Не вставая со стула, он схватил жену за ворот блузки и разорвал одним рывком. Марша успела только ойкнуть. Ленни безумными глазами смотрел на крючковатую родинку под левой ключицей жены… раньше она была под правой.
Он вскочил.
— Нет, чёрт возьми! Не верю! Не верю!
На холодильнике лежала кулинарная книга с рецептами. Отражённые буквы на обложке узнавались с трудом. Карнович раскрыл книгу на первой попавшейся странице и подсунул жене, которая подбирала пуговицы блузки с пола.
— Читай!
— Ленни!
— Марша, ради всего святого!
— «Для приготовления пиццы с абрикосами возьмите три стакана муки…». Ленни, да что с тобой?
Глухо простонав, её муж выронил книгу.
— Разве ты не понимаешь, Марша? Ты можешь без запинки читать эту вязь, которая идёт справа налево. Я — нет. Вы с Кристой уже другие. Вы отразились. Обе — такие же, как остальные.

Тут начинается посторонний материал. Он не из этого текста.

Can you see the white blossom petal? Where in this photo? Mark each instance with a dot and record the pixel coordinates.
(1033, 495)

Я остался совсем один.
— Ленни, — жена мягко сжала его пальцы, — даже если так, что тут такого страшного? Ну, была вспышка, ну, всё поменялось местами. Какими мы были, такими и остались. Подумаешь, родинка. Это же пустяк. Просто выучишь заново правила дорожного движения, научишься читать по-новому. Ты же у меня умница.

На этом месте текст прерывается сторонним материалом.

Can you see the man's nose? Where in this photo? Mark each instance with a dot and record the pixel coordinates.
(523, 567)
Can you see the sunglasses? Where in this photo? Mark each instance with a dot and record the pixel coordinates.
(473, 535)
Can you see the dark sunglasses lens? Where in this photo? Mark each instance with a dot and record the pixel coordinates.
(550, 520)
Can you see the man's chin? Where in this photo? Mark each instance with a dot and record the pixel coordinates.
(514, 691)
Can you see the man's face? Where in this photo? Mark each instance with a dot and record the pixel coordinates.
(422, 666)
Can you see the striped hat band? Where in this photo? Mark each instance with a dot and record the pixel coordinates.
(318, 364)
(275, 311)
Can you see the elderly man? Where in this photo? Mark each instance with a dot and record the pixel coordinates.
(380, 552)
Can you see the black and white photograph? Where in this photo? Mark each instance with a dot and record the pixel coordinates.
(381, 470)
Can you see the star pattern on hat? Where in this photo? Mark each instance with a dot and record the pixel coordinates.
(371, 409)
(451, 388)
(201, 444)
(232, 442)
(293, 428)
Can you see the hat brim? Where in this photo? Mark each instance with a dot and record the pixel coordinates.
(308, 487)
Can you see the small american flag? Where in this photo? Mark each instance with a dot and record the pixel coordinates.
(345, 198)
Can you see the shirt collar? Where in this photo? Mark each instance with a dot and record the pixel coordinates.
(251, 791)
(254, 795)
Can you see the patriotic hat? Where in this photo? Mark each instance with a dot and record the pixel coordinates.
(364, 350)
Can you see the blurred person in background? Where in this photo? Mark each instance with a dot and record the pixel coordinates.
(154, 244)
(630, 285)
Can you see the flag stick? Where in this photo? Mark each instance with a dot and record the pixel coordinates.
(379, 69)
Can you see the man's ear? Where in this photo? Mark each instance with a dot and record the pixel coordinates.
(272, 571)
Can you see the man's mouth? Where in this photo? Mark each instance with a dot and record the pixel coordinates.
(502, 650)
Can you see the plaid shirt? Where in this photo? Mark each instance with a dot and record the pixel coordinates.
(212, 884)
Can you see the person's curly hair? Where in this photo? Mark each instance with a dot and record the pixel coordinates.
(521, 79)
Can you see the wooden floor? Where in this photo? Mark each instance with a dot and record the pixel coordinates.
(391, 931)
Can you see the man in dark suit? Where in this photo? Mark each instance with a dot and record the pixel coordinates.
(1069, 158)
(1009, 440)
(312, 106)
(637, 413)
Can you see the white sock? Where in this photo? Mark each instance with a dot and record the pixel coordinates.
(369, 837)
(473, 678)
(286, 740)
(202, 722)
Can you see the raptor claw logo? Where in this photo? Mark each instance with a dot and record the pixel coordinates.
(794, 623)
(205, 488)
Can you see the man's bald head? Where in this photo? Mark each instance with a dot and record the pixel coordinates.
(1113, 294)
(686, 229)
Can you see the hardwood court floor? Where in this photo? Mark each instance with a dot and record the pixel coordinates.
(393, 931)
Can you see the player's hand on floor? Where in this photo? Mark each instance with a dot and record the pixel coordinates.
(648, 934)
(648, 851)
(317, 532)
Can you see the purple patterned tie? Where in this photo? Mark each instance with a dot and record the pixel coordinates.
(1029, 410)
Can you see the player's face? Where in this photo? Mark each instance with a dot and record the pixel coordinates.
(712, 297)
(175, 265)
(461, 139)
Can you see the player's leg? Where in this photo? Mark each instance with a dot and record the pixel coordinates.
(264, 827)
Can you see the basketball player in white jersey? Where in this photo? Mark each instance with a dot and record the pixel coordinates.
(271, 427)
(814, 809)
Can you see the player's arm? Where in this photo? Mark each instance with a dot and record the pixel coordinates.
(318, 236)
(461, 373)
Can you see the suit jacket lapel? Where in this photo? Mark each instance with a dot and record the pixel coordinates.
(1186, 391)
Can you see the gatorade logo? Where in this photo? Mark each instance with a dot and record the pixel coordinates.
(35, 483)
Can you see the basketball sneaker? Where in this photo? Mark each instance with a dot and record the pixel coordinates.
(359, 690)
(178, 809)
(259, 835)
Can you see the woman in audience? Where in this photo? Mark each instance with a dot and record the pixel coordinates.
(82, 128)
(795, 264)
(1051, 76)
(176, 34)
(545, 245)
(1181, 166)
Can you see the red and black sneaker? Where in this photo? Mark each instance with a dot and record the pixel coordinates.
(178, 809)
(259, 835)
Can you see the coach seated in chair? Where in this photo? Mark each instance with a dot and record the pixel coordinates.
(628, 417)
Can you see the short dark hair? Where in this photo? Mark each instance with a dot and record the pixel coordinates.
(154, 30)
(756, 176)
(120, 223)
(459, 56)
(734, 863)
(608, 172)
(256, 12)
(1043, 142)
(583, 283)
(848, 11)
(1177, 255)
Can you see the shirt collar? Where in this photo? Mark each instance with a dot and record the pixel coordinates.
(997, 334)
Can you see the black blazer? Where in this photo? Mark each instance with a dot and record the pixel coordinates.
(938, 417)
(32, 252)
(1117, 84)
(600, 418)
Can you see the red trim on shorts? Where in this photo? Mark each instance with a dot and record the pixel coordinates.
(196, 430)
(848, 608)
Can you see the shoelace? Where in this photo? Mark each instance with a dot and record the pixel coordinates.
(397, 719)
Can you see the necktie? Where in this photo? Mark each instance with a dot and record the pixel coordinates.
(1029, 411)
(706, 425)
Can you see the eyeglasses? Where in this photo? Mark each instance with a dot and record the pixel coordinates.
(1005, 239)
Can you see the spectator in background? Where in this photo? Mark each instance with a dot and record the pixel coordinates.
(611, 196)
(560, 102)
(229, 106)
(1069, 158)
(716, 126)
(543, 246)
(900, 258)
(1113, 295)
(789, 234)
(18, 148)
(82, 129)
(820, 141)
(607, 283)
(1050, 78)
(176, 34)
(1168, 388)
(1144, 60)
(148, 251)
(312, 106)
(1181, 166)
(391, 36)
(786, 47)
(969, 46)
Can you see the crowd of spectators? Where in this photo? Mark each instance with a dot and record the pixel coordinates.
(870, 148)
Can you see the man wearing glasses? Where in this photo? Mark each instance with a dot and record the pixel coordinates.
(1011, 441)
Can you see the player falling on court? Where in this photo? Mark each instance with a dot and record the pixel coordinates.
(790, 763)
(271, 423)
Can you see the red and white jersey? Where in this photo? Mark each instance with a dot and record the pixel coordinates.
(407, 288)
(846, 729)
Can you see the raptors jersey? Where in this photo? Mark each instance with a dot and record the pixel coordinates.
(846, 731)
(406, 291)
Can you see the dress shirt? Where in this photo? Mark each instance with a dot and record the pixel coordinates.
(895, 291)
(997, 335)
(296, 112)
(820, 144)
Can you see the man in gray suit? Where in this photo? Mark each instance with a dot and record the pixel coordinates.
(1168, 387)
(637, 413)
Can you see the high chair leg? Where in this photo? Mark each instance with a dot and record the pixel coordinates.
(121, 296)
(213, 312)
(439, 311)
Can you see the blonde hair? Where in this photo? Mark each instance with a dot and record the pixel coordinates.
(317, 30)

Ленни отбросил руку Марши.
— Да что ты говоришь, Марша?! Жить в мире, где владычествуют левши, часовые стрелки идут против часовой стрелки, а вместо букв какая-то арабская чертовщина? Чёрт возьми, наверное, даже боксёры, которых показывают в ящике по воскресеньям, теперь ведут бой по-другому!.. Нет уж, я не желаю оставаться тут даже на минуту. Я уезжаю.
Он уехал. Но убежать не смог.
Феномен вспышки, как оказалось, был явлением не единичным. И он продолжал шествие по планете, отражая реальность слева направо… или наоборот. Невада, Нью-Джерси, Вайоминг, Мичиган… Куда бы ни приезжал Ленни Карнович, в течение недели или двух на рассвете небо взрывалось тихим молочно-белым сиянием, и замершая было секундная стрелка начинала крутиться в обратную сторону. Сам Ленни сбросил десяток фунтов из-за нервного истощения — он боялся, что окажется спящим в момент очередной вспышки, поэтому спал днём, а бодрствовал ночью (как показывал опыт, вспышки случались именно ночью — точнее, ранним утром, в момент восхода солнца). Уже сформировывались религиозные секты, связанные со вспышками, философские течения, научные теории. Но ничто из них не могло облегчить страдания бывшего инженера, чьим единственным желанием в жизни стало увидеть нормальные книги, нормальные часы и нормальную Маршу.
Вскоре на свете не осталось места, где не было вспышки. Ленни Карнович вернулся в свой дом, заперся в комнате, откуда предварительно вынес все книги и часы, занавесил окна. Зато он вносил в комнату много зелёных бутылок. Ленни оброс волосами, разжирел, но не обращал внимания на слезные уговоры Марши выйти из комнаты и начать нормальную жизнь. Нормальной жизни теперь быть не могло — от неё остались только воспоминания. Ленни захлёбом погружался в эти воспоминания, и в этом ему верным помощником была хмель.